Similarly, when \((a_i)\) is given through a Log-Sum-Exp reduction:

\[\begin{aligned} a_i~=~ \log \sum_{j=1}^\mathrm{N} \exp F(p,x_i,y_j),\end{aligned}\]

straightforward computations show that:

\[\begin{split}\begin{aligned} \partial_{x_i} \Big[ \log \sum_{j=1}^\mathrm{N} \exp F(p,x_i,y_j)\Big] \cdot (g_i) ~&=~ \phantom{\sum_{i=1}^\mathrm{M} } \sum_{j=1}^\mathrm{N} e^{F(p,x_i,y_j) - a_i}\cdot \Big( \partial_{x_i} \Big[ F(p,x_i,y_j)\Big] \cdot g_i\Big), \\ \partial_{y_j} \Big[ \log \sum_{j=1}^\mathrm{N} \exp F(p,x_i,y_j)\Big] \cdot (g_i) ~&=~ \phantom{\sum_{i=1}^\mathrm{M} } \sum_{i=1}^\mathrm{M} e^{F(p,x_i,y_j) - a_i}\cdot \Big( \partial_{y_j} \Big[ F(p,x_i,y_j)\Big] \cdot g_i\Big), \\ \partial_{p} \Big[ \log \sum_{j=1}^\mathrm{N} \exp F(p,x_i,y_j)\Big] \cdot (g_i) ~&=~ \sum_{i=1}^\mathrm{M} \sum_{j=1}^\mathrm{N} e^{F(p,x_i,y_j) - a_i}\cdot \Big( \partial_{p} \Big[ F(p,x_i,y_j)\Big] \cdot g_i\Big).\end{aligned}\end{split}\]

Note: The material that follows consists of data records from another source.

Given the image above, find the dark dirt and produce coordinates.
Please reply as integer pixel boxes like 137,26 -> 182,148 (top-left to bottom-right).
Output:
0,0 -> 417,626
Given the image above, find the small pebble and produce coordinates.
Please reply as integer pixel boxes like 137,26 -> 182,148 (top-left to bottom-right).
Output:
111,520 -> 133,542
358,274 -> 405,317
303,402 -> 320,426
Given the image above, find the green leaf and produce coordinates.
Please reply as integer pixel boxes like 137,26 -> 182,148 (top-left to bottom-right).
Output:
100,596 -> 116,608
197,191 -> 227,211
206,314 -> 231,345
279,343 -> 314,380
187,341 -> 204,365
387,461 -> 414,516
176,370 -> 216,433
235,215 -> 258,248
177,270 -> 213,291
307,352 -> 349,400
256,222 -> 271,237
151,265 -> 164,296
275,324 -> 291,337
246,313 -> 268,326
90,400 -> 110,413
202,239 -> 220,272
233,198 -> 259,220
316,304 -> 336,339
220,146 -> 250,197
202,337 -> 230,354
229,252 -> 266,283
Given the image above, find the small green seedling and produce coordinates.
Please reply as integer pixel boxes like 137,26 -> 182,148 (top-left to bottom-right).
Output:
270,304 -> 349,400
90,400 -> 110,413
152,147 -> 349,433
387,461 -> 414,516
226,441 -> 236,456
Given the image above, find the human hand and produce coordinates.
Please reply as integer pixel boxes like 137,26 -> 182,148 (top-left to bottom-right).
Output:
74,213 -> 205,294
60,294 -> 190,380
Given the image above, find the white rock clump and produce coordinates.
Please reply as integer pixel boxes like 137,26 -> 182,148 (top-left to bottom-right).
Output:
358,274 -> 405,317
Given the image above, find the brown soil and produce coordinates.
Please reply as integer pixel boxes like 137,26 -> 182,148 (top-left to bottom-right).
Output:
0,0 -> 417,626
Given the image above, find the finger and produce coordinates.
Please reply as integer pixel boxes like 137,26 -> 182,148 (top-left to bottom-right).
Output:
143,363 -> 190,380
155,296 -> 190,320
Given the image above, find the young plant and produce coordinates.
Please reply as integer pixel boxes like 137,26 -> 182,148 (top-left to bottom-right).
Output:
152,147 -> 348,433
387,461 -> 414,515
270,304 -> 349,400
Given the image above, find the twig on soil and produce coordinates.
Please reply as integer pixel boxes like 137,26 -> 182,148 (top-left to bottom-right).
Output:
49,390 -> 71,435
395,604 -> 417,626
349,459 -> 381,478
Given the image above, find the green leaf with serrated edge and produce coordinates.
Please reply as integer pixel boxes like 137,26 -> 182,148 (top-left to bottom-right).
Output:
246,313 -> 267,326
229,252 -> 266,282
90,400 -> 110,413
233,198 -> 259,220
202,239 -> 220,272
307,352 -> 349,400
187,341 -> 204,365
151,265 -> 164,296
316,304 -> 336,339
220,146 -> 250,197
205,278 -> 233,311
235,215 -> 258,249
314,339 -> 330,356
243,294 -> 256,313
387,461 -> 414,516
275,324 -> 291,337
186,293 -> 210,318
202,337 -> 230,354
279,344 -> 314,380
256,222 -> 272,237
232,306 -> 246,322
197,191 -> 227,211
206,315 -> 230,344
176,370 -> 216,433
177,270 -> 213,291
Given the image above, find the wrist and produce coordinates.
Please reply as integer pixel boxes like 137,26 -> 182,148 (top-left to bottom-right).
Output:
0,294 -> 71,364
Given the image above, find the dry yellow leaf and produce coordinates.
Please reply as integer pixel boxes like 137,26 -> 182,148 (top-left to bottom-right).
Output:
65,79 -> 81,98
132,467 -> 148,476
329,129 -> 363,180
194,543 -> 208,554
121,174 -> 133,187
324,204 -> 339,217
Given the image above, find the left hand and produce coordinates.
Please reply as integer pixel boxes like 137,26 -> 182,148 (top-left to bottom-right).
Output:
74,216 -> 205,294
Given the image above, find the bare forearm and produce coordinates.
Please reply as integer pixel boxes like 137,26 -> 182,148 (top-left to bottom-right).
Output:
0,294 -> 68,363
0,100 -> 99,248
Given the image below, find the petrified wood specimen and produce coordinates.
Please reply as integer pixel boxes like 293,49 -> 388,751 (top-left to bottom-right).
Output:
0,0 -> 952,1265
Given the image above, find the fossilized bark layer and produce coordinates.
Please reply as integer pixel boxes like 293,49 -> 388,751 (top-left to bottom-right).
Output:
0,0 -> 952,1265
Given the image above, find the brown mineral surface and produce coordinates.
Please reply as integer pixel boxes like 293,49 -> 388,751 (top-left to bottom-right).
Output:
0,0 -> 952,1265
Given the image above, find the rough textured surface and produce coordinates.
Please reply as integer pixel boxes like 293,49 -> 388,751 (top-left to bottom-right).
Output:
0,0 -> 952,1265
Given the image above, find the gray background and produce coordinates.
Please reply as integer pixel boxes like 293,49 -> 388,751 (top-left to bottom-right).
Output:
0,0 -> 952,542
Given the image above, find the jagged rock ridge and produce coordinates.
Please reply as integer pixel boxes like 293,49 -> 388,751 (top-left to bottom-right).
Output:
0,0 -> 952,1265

In other words, a backward pass through a Genred call that involves a Sum or a Log-Sum-Exp reduction can always be written as a symbolic Map-Reduce computation.

Bootstrapping derivatives of arbitrary order

Applying these commutation rules between the differential operator \(\partial_\texttt{V}\) and the Sum or Log-Sum-Exp reductions, the pykeops/torch/generic/generic_red.py module provides full compatibility between KeOps LazyTensors and the torch.autograd package. Thanks to recursive calls to the Genred operator and to our symbolic math engine, everything works just fine – even high-order derivatives.